In India, all utility-scale power purchase is done through a competitive bidding process, where the tariff is discovered through an auction process. Unfortunately, there is no regulatory supervision.

While low tariffs for solar energy solve the purpose, Discoms, the ultimate buyers of power, see no incentive to get into a long-term contract at what they consider to be higher prices. Under the power sale agreements, central government intermediaries like NTPC and Solar Energy Corporation of India charge a trading margin from Discoms.

To make things worse, multiple regulators have jurisdiction over approvals depending on the nature of the projects.
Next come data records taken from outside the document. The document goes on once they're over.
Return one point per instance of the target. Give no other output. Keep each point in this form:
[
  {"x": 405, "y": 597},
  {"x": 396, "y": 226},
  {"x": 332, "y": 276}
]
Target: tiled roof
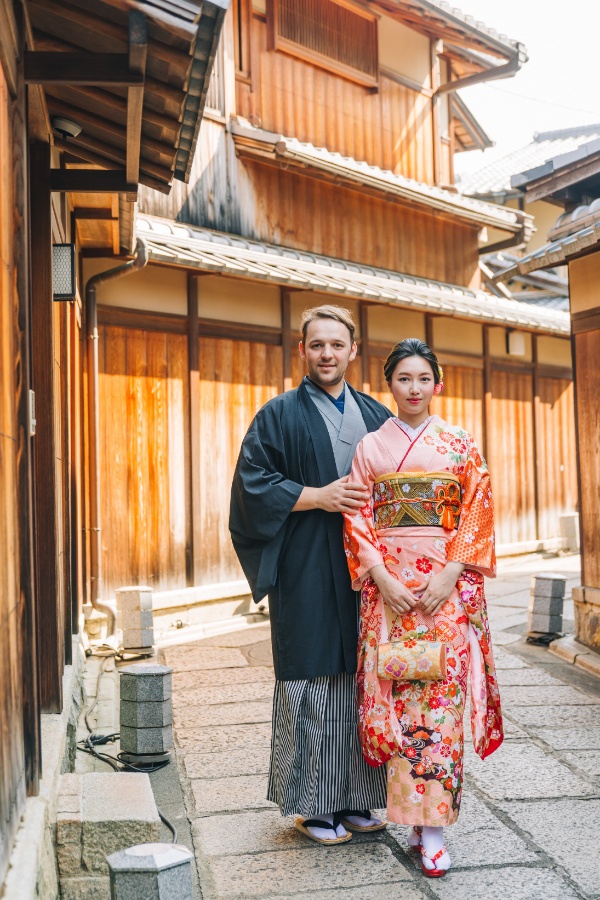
[
  {"x": 494, "y": 178},
  {"x": 575, "y": 232},
  {"x": 461, "y": 21},
  {"x": 257, "y": 142},
  {"x": 212, "y": 251}
]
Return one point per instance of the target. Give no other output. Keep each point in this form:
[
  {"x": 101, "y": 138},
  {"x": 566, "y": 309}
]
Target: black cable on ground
[{"x": 117, "y": 763}]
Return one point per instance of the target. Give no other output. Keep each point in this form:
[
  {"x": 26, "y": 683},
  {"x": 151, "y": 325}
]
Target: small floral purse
[{"x": 413, "y": 660}]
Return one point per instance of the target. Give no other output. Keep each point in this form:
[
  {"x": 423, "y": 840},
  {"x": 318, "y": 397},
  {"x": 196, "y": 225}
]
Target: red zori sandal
[{"x": 435, "y": 872}]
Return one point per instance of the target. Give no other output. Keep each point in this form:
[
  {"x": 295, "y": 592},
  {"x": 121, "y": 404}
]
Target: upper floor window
[{"x": 334, "y": 34}]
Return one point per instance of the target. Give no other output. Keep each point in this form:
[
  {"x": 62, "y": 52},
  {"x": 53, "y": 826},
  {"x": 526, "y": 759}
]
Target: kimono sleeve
[
  {"x": 262, "y": 497},
  {"x": 360, "y": 539},
  {"x": 473, "y": 543}
]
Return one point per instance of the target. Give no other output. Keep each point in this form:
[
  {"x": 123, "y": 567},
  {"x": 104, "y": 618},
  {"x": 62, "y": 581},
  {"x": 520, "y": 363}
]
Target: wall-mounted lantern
[{"x": 63, "y": 272}]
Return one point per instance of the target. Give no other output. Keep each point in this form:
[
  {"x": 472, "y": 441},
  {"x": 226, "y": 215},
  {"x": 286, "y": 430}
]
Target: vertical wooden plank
[
  {"x": 18, "y": 227},
  {"x": 286, "y": 339},
  {"x": 50, "y": 600},
  {"x": 364, "y": 347},
  {"x": 194, "y": 553}
]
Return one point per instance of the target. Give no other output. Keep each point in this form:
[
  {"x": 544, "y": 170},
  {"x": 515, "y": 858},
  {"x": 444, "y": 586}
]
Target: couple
[{"x": 327, "y": 500}]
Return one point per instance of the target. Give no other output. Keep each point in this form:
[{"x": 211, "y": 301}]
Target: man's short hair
[{"x": 329, "y": 311}]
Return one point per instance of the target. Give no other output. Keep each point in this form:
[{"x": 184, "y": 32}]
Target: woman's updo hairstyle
[{"x": 412, "y": 347}]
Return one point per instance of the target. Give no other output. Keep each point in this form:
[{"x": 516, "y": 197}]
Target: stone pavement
[{"x": 530, "y": 820}]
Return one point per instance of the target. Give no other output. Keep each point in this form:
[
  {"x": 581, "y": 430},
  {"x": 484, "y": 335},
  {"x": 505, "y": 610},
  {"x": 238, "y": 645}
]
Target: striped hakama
[{"x": 317, "y": 766}]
For instance, the Central Electricity Regulatory Commission usually has the authority over procurement and trading margin while the state electricity regulator oversees capacity.

This results in a cumbersome regulatory mechanism.

The year 2020 was particularly slow for the sector. Reduced mobility and supply chain challenges amid the covid-19 pandemic led to a 44% drop in installations in 2020.

Another reason for their slow expansion or even project cancellation is rising commodity prices, which increase the cost of equipment, specifically those of solar panels. Starting April, the duty on solar power panels imported from countries like China will increase from 14% to 40%, the report stated.

Besides, there are persistent challenges in procuring land and also risks associated with securing grid connections.

What does the government need to do?

IEA has highlighted that without increased government help in land procurement, India’s capacity additions in wind energy will be flat until 2026.

If the limit for net metering—a mechanism to export surplus energy generated by domestic or commercial solar panel users—is increased from 10 kW to 500 kW, along with a new proposal for commercial installations, growth could be stimulated, the report said.

While the government has tried to improve Discoms’ finances, IEA believes more needs to be done to identify suitable sites for wind and solar PV and to provide grid connections.

Financing options for small commercial and residential consumers, along with raising public awareness, is another key area of focus.

“Public awareness also remains low, which altogether leads to subdued deployment despite high economic attractiveness in many Indian states,” IEA said.